Column Name Description
sn Index of the sample (serial number).
material Composition of the nanoparticle/material tested (e.g., SiO₂, Ag).
shape Physical shape of the particle (e.g., Sphere, Rod).
coat_functional_group Surface coating or functionalization (e.g., CTAB, PEG).
synthesis_method Synthesis method (e.g., Precipitation, Commercial).
surface_charge Reported surface charge (e.g., Negative, Positive).
size_in_medium_nm Hydrodynamic size in biological medium (nm).
zeta_in_medium_mv Zeta potential in medium (mV; blank if not measured).
potential_mv Surface charge in solution (mV).
no_of_cells_cells_well Cell density per well in the assay.
cell_type Specific cell line name (e.g., PC12, A549).
human_animal Origin of cells (A = Animal, H = Human).
cell_source Species/organism (e.g., Rat, Human).
cell_tissue Tissue origin of the cell line (e.g., Adrenal Gland, Lung).
cell_morphology Cell shape (e.g., Irregular, Epithelial).
cell_age Developmental stage of cells (e.g., Adult, Embryonic).
time_hr Exposure duration in hours.
concentration Tested concentration of the material (e.g., µg/mL).
test Cytotoxicity assay type (e.g., MTT, LDH).
test_indicator Reagent measured (e.g., TetrazoliumSalt for MTT).
viability_% Cell viability percentage relative to control.
doi Digital Object Identifier (DOI) of the article.
article_list Identifier for the article in the dataset.
core_nm Primary particle size (nm).
hydrodynamic_nm Size in solution including coatings (nm).
journal_name Name of the publishing journal.
publisher Publisher of the article.
year Year of publication.
title Title of the article from which data was extracted.
journal_is_oa Whether the journal is Open Access (TRUE/FALSE).
is_oa Whether the specific article is Open Access (TRUE/FALSE).
oa_status Open Access status (e.g., hybrid, gold, closed).
pdf Filename of the corresponding PDF in the PDF archive.
access Access status (1 = open, 0 = closed).

Metadata

All metadata is included in the main table and also used for source validation.

Column Name Description
journal_name Name of the publishing journal.
publisher Publisher of the article.
year Year of publication.
title Title of the article.
journal_is_oa Whether the journal is Open Access (TRUE/FALSE).
is_oa Whether the specific article is Open Access (TRUE/FALSE).
oa_status Open Access status at article level (e.g., hybrid, gold, closed).
pdf File name of the article PDF in archive.
access Access code (1 = open access, 0 = closed access).

Key Notes

  • human/animal: "A" for Animal, "H" for Human
  • viability (%): Values >100% may indicate proliferation stimulation
  • Blanks: Missing values (e.g., zeta in medium) imply unreported data

Dataset Description

The dataset contains experimental data on the effects of inorganic nanoparticles on human and animal cells. The main focus is on the assessment of cytotoxicity using standard tests (e.g., MTT) to understand how different nanoparticle characteristics (shape, size, charge, coating) affect cell survival.

Each entry includes:

  • Nanoparticle characteristics (material, shape, size, charge, etc.)
  • Cell line information (source, tissue, morphology, etc.)
  • Experimental conditions (exposure time, concentration, etc.)
  • Results of cell survival tests
  • Publication metadata (DOI, journal, year, etc.)

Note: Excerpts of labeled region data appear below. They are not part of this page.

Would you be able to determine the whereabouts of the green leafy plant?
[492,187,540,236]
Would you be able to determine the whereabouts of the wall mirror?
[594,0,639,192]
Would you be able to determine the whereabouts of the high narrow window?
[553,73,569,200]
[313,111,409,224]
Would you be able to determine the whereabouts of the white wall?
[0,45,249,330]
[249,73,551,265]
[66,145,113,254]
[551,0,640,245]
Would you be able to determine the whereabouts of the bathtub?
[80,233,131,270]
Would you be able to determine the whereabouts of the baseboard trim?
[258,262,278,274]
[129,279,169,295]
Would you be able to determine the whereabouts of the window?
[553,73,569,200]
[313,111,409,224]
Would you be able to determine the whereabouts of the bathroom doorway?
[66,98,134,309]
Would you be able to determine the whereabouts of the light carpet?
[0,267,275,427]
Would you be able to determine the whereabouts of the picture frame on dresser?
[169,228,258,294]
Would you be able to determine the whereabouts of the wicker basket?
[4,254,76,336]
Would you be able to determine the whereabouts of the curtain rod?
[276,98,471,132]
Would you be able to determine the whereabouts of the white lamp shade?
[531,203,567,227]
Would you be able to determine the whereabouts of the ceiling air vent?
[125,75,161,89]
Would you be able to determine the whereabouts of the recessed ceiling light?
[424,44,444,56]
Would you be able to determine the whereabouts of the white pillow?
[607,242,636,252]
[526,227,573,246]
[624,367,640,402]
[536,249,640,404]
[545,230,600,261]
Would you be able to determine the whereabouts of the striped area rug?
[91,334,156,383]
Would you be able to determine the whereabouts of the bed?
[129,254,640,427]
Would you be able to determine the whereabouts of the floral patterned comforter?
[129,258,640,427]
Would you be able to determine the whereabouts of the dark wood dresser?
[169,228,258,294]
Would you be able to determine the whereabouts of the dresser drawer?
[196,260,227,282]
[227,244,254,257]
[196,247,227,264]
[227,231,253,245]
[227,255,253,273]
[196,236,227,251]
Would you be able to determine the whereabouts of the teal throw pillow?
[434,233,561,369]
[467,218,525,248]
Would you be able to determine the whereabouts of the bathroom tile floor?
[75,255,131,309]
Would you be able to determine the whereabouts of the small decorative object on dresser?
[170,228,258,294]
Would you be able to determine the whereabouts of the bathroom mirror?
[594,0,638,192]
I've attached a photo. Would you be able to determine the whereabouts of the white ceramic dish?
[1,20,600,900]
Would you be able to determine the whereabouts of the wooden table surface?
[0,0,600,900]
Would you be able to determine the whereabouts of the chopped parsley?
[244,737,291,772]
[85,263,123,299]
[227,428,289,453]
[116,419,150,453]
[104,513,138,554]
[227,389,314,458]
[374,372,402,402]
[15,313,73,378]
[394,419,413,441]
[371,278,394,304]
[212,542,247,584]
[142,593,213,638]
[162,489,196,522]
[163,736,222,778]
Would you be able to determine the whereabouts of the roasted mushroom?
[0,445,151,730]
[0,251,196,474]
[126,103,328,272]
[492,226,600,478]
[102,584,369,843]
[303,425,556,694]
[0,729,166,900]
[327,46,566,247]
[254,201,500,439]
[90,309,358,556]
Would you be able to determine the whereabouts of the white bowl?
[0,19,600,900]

The aim of the dataset is to contribute to the investigation of the patterns between nanoparticle parameters and their cytotoxic effects.


Validation Results

In the Cytotox dataset, a total of 1,351 corrections were identified, nearly all of which (1,350) were pattern-based. These were mostly found in the cell_type, test, and test_indicator columns. The predominant problems involved terminology inconsistencies, abbreviation mismatches, and stylistic variation across sources. The high pattern consistency enabled efficient rule-based correction.